L’idea di Google è quella di portare un film di oltre ottant’anni in una nuova dimensione, rendendo le scene iconiche del lungometraggio come “Over the Rainbow” e la prima apparizione della strega malvagia, spettacolari e tecnicamente impeccabili.

La tecnologia dietro il progetto: Upscaling e outpainting

L’intervento di Google si è articolato in due fasi fondamentali. La prima è stata l’upscaling del film al formato 16K, processo che ha richiesto sviluppi tecnologici senza precedenti. Utilizzando i server massicci di Google Cloud, un vasto team di ingegneri e ricercatori ha lavorato per rendere “The Wizard of Oz” visivamente nitido e coinvolgente.

Ma la sfida non si è fermata qui. Per adattare il film a Sphere, è stato necessario un lavoro di “outpainting”, che comporta l’aggiunta di nuove informazioni visive per arricchire scene già esistenti. Questo permette di ampliare l’immagine senza compromettere le proporzioni degli attori e degli oggetti. Ad esempio, il celebre tornado diventa un’opera estesa rispetto alla versione originale e richiede un lavoro di integrazione della scena.

L’AI deve affrontare anche la complessità di garantire coerenza visiva e narrativa quando estende le scene. Ciò significa che Google deve garantire che le aggiunte, come in una scena in cui Dorothy interagisce con diversi personaggi, mantengano l’essenza e lo spirito del film originale, un compito che si prospetta come una difficoltà notevole.

L’esperienza cinematografica: un salto nel futuro o una caduta nel passato?

Dalla prospettiva dei cinefili, è naturale interrogarsi se questa rivisitazione fosse davvero necessaria e se l’intelligenza artificiale avesse il diritto di interferire con un film tanto amato. Molti aspetti di “The Wizard of Oz” sono sacri, e il rischio è che l’interpretazione algoritmica possa alterare in modo irrevocabile quanto di bello c’è nel film originale.

Alcuni osservatori notano che l’ambiente creativo di Google, pur innovativo, sembra riprodurre l’arte in una forma imprecisa.
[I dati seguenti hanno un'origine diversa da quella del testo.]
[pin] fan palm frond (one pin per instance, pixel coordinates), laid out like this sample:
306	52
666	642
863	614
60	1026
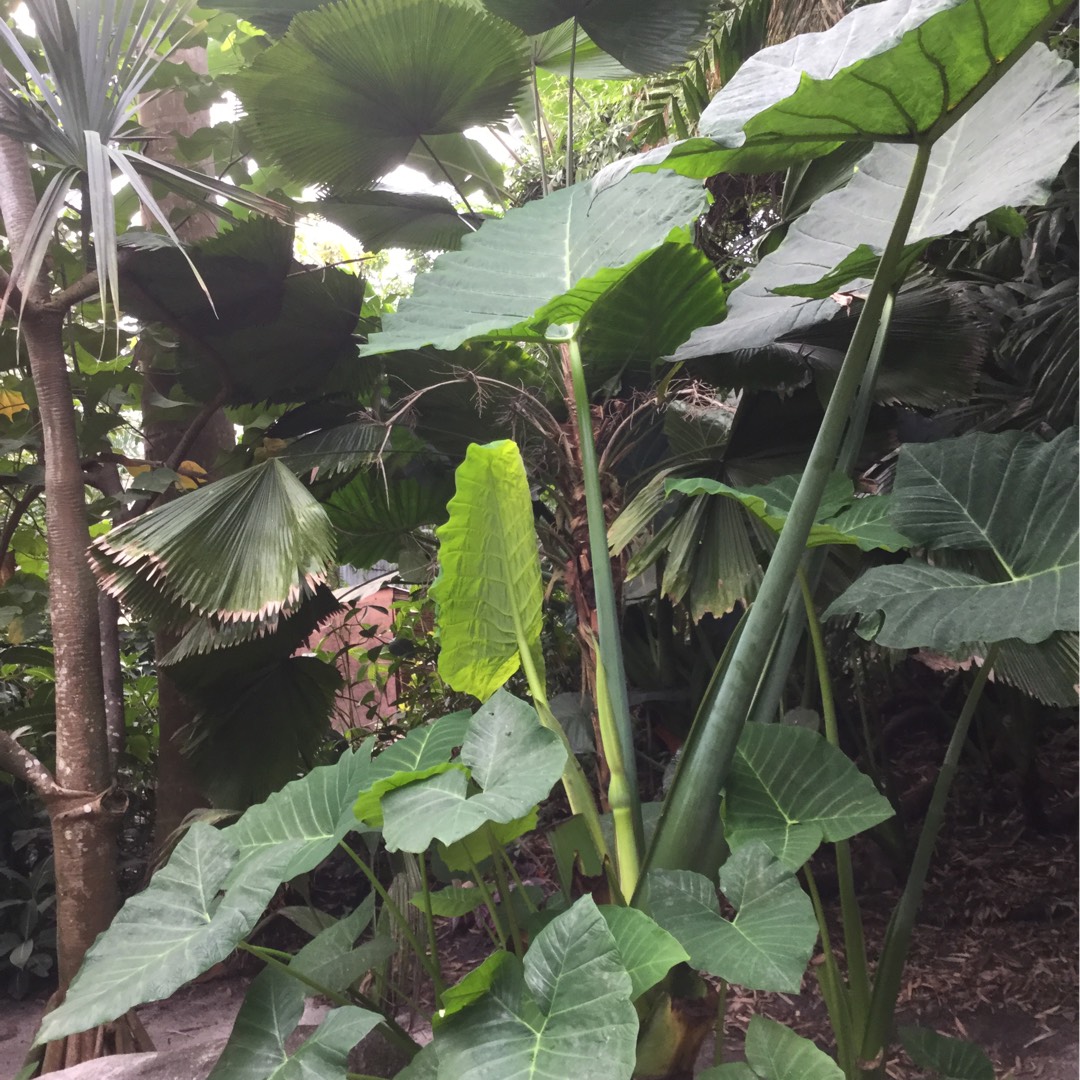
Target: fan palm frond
239	550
Durante la presentazione, un momento traumatico è stato osservare Judy Garland apparire con un aspetto innaturale, come se fosse un manichino. Questo fa sorgere interrogativi circa i limiti ai quali l’AI potrebbe spingersi nella realizzazione di opere cinematografiche.

Tuttavia, si può considerare la nuova versione di Oz come un’opportunità per avvicinare nuove generazioni a una storia senza tempo. L’arte immersiva, alla stregua delle installazioni artistiche attuali, offre una rivisitazione che può attrarre spettatori che altrimenti potrebbero non essere interessati a un film dell’86esimo anniversario. La speranza è che, con la tecnologia, il film possa ispirare la creatività di nuovi cineasti, proprio come ha fatto con quelli del passato.